Time and time again I hear an argument amongst the public, amongst animal lovers, and even amongst shelter and rescue workers. It rarely begins in the same way, and there are many variations. Still, the sentiment is unchanging.
“Don’t waste your time…”
“Don’t waste your money…”
“.. on those kinds of animals.”
Sick animals, you see. They are sick. And yes, it’s unfair and sad, but the time, money and resources you spend on that one could be spent on many more healthy animals.
Disabled animals. Aren’t they tragic? The life they’ve had, and whatever likely led them to this disability, we can’t even imagine. But those resources, they are precious. You simply cannot waste them on those animals when there are so many more out there dying.
Animals with behavior issues. He guards his food. She doesn’t like her ears touched. He’s nervous around children. She’s dog aggressive. Or, even worse, he’s dominant. It’s horrible that they’ve become this way, and we feel for them. Our hearts bleed, really they do, but we just can’t spare ourselves. There are better animals out there. More deserving ones. More perfect ones. We should save them first. It’s awful. Quite dreadful. But those resources…
It’s just that there are so many. The numbers are too great. We have to put our efforts to where we are most effective, and there’s no room for these kinds of animals.

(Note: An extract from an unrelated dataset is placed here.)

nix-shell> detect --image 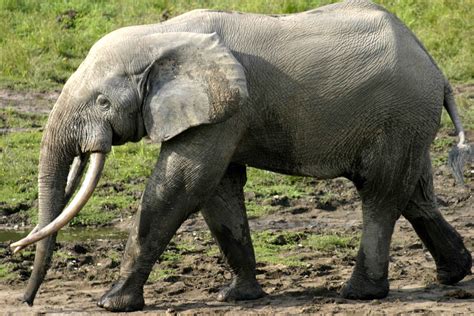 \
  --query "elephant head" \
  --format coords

I used to honestly consider this point of view when I first began working at an animal shelter just over ten years ago. It was just one among many defenses I would hear again and again in the name of killing animals. I could certainly almost see the logic, but it never quite clicked, it never really seemed to me to be entirely true. What makes one life any more deserving than another? What kind of program can possibly be set up as a sort of psychic predictor of Lives That Will Be Saved Tomorrow In Place of The Lives We Took Today?
What kind of shelter, a supposed safe haven, kills the less-than-ideal and excuses it with “We’ll save more in the long run?”
Through my experience and the experiences of others, and taking a step back to actually use reason rather than wives tales, this attitude, this belief doesn’t make any sense at all. It’s not true, it’s not necessary, it’s not humane, and most importantly, it doesn’t seem to be working.
This is just one among many reasons that I no longer work at that same high kill shelter, that one track minded, easily intimidated, defeatist place that looked only to circular patterns to solve problems. Thankfully, I could see outside the box they had created for themselves. I can see that all life, barring the truly suffering, is worth my efforts to save. All creatures, especially those of which we as a race are responsible, deserve our efforts, deserve our care, and deserve our devotion. We have made this mess, and to clean it up, we must not be single-minded. We must not be killers. We must not be cold and uncaring. We must not de-value that which we intend to preserve. We must not let these misguided, if well-meaning individuals, lure us into their nonsensical logic and their ill-conceived ideas.
We must not forget what we’re here to do.
Do what you can, with what you have, where you are.